Social conditionality on all public funds at all levels—but especially at the European level—is essential in this perspective. Social conditionality means public funds should only go to companies that, among other things, respect trade-union rights and have a collective agreement. Conditionality has to become a reality in the new commission mandate, as requested also by the former Italian prime minister Enrico Letta in his report on the future of the internal market.

Growing victimisation

Another key obstacle is the extremely worrying trend of victimisation of trade-union members and especially leaders. These attacks go as far as harassment, including online but also at the workplace. Article 4 of the minimum-wages directive provides for protection against the victimisation of union representatives exercising the right to collective bargaining.

This protection must become a reality on the ground. Anti-union activities by employers have taken place across Europe for decades—industriAll Europe has been involved in countless company cases where union representatives have been intimidated or members individually or collectively fired. But the recent phenomenon of far-right sympathisers attacking trade unions is gaining ground and becoming of particular concern.
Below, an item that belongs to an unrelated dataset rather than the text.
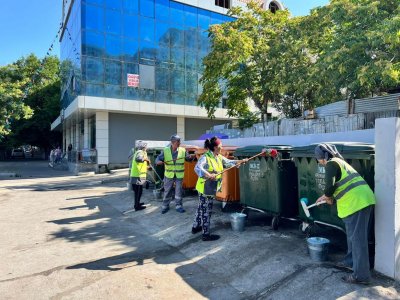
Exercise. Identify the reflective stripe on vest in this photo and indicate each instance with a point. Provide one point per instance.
(352, 192)
(174, 167)
(139, 169)
(214, 166)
Affiliated industriaAll members in Finland—a country with a tradition of social dialogue and collective bargaining which the current right-wing government has challenged—have reported images of union leaders circulating on far-right ‘social media’ channels with defamatory message and even threats. It is of utmost urgency to resist these attacks as assaults on democracy, since trade unions and social dialogue are backbones of democratic societies.

Positive development

One positive development—most probably in anticipation of implementation of the minimum-wages directive—can be observed in Bulgaria. There the parliament has decided that violations of workers’ rights to freedom of association will be punishable by one to five years’ imprisonment or a fine of up to €4,000. The new rules cover all offences (whether involving force, threats or any other unlawful means) against the right of workers to join a union, forcing them to renounce membership or preventing them from forming a union.We need more examples like this across Europe.

The incoming commission after the European Parliament elections must continue to strengthen social dialogue and collective bargaining. Workers and their trade unions across Europe expect more concrete measures to remove the obstacles they face in bargaining for quality jobs. We need measures that bring employers to the bargaining table and that protect trade unions against attacks and victimisation.


Patricia Velicu is senior policy adviser at industriAll Europe.

Isabelle Barthès is deputy general secretary of industriAll Europe.